Simons’ attorney Lynn Boughey, of Mandan, noted i n a press conference Tuesday in Bismarck that these claims are up for misinterpretation.
“Rep. O’Brien is named because she stood up in the Legislature and told her story… She says, ‘Every couple of days, he’d walk up and give me the up and down. Well, she’s interpreting that as something improper, which if he’d been interviewed (Simons would have said), ‘Oh, of course not... Your outfit is great.’ And that could be said to both male or female,” Boughey said.
A detailed response to each of the allegations was provided to the media — responses that will be posted unedited or redacted on The Dickinson Press Facebook page at the time of publication of this article.
Due to the fact that the Joint Rule 901 was not approved by the Legislative Management until November 2018 and introduced in December 2018, O’Brien claims that her reports were not guided by the policy.
“None of my claims would have been recorded under this policy as it was not into effect yet. My situations did not have a policy to follow. I reported and hoped action would be taken. Legislative council members chose not to go through the reporting process for fear of retaliation, intimidation or an awkward work environment… This sort of behavior is unacceptable and inappropriate. It has no place in our Legislature,” she said.
Simons in his response to the allegations, noted that in November 2018, an independent investigation found that O’Brien's claims that she was discriminated against at the University of North Dakota Center for Innovation because of her political affiliation was determined to be uncorroborated.
According to the prepared documents provided by Simons, which included an article published on the allegations, a letter to the State Board of Higher Education by O’Brien stated that UND leadership, specifically Provost Thomas DiLorenzo and President Mark Kennedy displayed “unprofessional leadership,” creating an inappropriate working environment. O’Brien asked the board to not renew Kennedy’s contract.
In addition to the responses to allegations raised by O'Brien, Simons' statement provided detailed responses to each of the known allegations released to the media two weeks prior.
In attendance at the Simons presser was District 36 Republican Chairman John Enderle, who noted that he’s been receiving phone calls with a majority of people in the district begging to “please, put him back in again.”
“I realize folks are really curious about what’s going to happen next, but Luke took my thunder away. I wish he would be as curious as to the accusations that remain against him and find out if there’s any truth to that because this is a atrocity. This is a kangaroo courtroom,” Enderle said. “District 36 elected Luke Simons. We stand behind Luke Simons and whatever his decision — if it goes the other way — yes, we will fill that seat. But until then, District 36 elected Luke Simons.”

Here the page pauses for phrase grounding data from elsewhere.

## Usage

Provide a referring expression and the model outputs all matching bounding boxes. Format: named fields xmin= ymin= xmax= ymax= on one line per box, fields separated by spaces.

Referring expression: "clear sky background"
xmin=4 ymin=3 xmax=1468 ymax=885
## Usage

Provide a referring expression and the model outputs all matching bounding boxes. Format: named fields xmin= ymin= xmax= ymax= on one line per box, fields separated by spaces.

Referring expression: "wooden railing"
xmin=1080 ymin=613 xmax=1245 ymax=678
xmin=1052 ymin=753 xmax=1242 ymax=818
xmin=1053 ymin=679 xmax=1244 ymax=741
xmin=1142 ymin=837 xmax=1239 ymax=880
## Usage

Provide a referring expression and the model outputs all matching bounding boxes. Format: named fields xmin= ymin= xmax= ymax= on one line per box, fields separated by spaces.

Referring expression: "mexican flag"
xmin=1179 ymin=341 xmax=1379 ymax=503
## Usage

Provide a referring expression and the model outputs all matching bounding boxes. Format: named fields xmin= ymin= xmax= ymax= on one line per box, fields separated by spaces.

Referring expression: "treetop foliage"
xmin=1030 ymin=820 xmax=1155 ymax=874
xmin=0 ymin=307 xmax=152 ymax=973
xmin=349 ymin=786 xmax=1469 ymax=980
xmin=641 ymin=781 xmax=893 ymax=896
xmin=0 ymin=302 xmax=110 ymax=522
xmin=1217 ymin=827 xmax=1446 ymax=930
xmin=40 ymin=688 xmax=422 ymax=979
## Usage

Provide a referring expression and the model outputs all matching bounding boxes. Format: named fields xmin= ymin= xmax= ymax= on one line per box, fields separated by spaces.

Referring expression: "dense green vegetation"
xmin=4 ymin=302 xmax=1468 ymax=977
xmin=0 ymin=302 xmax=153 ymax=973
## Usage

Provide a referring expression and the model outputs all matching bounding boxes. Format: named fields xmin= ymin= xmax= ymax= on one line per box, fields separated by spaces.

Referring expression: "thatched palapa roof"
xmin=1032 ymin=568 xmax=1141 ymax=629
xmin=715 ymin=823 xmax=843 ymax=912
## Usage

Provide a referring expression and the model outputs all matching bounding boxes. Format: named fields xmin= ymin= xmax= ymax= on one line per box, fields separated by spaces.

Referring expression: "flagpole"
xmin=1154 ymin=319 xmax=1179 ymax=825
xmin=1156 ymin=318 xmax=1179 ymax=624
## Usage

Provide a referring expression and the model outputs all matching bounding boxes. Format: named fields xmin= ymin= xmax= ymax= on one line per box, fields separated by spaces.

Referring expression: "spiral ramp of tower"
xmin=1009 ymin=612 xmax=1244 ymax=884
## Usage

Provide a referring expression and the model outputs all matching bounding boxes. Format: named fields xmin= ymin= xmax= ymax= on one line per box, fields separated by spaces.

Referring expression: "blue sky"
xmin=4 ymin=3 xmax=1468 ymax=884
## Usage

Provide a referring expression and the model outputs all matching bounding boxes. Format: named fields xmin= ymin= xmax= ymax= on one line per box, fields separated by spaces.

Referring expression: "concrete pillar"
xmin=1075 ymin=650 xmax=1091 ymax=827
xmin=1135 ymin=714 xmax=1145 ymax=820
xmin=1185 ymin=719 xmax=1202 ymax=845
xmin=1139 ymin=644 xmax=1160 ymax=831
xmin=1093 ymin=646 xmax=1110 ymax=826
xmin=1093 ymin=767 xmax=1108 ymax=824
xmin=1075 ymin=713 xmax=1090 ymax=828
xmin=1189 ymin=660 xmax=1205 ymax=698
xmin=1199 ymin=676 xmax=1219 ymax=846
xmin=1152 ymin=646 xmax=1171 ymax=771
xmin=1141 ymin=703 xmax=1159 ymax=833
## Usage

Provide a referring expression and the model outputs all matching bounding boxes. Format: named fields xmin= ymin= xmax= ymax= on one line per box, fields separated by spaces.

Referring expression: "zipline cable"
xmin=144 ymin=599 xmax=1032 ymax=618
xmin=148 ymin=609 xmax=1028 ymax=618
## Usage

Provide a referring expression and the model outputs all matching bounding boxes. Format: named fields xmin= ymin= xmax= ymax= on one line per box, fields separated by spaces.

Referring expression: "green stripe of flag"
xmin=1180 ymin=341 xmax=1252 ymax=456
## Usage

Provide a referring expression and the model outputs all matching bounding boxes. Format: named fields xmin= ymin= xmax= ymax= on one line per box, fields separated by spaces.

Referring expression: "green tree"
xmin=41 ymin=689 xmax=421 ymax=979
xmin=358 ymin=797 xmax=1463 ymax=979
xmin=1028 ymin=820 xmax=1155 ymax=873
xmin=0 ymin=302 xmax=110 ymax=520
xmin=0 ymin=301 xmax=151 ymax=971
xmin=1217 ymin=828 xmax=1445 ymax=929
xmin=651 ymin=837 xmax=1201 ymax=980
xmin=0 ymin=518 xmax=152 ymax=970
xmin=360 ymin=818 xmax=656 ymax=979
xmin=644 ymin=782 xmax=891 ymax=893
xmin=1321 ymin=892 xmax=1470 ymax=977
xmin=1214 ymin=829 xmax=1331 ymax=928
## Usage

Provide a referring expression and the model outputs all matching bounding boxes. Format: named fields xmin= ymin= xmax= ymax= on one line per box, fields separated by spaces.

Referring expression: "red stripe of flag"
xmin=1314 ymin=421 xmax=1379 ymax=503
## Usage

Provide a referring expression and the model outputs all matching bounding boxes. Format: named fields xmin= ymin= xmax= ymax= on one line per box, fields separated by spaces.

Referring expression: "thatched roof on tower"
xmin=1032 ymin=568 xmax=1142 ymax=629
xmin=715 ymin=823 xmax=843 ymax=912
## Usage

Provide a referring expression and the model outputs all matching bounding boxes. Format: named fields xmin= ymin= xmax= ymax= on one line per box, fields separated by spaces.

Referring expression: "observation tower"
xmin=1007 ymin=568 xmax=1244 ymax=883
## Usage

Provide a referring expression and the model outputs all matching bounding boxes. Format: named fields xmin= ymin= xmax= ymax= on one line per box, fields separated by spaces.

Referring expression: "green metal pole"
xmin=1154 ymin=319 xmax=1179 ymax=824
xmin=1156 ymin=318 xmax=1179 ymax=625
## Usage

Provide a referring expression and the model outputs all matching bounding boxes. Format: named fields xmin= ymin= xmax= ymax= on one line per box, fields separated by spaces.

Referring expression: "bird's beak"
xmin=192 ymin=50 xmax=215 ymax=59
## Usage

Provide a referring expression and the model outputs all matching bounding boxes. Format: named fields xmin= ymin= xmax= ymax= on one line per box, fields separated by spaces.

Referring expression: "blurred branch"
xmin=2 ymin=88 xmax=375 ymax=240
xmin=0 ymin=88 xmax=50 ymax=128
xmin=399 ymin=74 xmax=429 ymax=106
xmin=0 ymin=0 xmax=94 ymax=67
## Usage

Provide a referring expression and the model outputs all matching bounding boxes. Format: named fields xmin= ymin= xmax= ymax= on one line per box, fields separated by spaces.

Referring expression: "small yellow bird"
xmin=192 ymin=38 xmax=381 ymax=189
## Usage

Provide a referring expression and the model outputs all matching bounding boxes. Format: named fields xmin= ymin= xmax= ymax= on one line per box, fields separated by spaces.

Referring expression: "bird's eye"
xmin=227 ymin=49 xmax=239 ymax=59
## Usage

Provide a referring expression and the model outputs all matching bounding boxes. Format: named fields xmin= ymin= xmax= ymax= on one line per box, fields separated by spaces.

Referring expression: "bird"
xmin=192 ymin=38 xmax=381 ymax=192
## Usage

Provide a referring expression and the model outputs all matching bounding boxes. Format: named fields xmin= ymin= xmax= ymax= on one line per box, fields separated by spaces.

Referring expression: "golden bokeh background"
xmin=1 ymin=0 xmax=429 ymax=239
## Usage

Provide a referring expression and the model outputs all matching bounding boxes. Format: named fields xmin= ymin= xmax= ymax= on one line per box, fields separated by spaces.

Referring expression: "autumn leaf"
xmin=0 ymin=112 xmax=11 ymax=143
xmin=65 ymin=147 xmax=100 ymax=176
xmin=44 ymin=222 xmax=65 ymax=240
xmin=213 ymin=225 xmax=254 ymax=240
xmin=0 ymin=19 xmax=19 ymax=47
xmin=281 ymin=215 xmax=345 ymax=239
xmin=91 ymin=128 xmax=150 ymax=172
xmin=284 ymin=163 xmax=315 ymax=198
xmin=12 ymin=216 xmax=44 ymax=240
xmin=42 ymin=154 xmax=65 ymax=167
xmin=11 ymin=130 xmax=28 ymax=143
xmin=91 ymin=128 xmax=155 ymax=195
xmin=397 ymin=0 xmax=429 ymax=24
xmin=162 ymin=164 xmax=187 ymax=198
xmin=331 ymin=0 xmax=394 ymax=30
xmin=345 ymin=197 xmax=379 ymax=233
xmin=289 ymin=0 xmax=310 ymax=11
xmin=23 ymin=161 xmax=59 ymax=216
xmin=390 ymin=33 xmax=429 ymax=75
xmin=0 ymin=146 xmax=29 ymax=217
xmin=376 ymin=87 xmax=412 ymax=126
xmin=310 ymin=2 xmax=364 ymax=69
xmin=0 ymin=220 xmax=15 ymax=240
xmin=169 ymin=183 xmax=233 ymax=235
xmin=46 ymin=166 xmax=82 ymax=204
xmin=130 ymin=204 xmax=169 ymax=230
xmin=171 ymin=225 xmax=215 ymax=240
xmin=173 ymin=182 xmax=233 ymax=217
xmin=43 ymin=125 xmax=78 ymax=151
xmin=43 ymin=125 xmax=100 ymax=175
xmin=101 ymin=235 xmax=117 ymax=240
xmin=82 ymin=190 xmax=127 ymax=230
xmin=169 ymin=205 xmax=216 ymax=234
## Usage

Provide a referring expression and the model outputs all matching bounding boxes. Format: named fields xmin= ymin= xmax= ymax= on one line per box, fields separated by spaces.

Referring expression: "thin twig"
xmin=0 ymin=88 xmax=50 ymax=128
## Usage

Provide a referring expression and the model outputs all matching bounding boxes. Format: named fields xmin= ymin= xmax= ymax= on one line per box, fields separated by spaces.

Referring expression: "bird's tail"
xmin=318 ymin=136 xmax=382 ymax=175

Boughey added, “If they really cared about these people’s feelings and their concerns and their privacy, they would have followed their own policy and that would have protected these people and they would have had an opportunity to provide confidential information which the investigator could determine that needs to remain confidential of their names. By turning this into a public spectacle and by turning this into a blogosphere without Luke having any opportunity to respond, that created the situation where everything ended up coming out. If they cared about these people, they would have followed their policy.”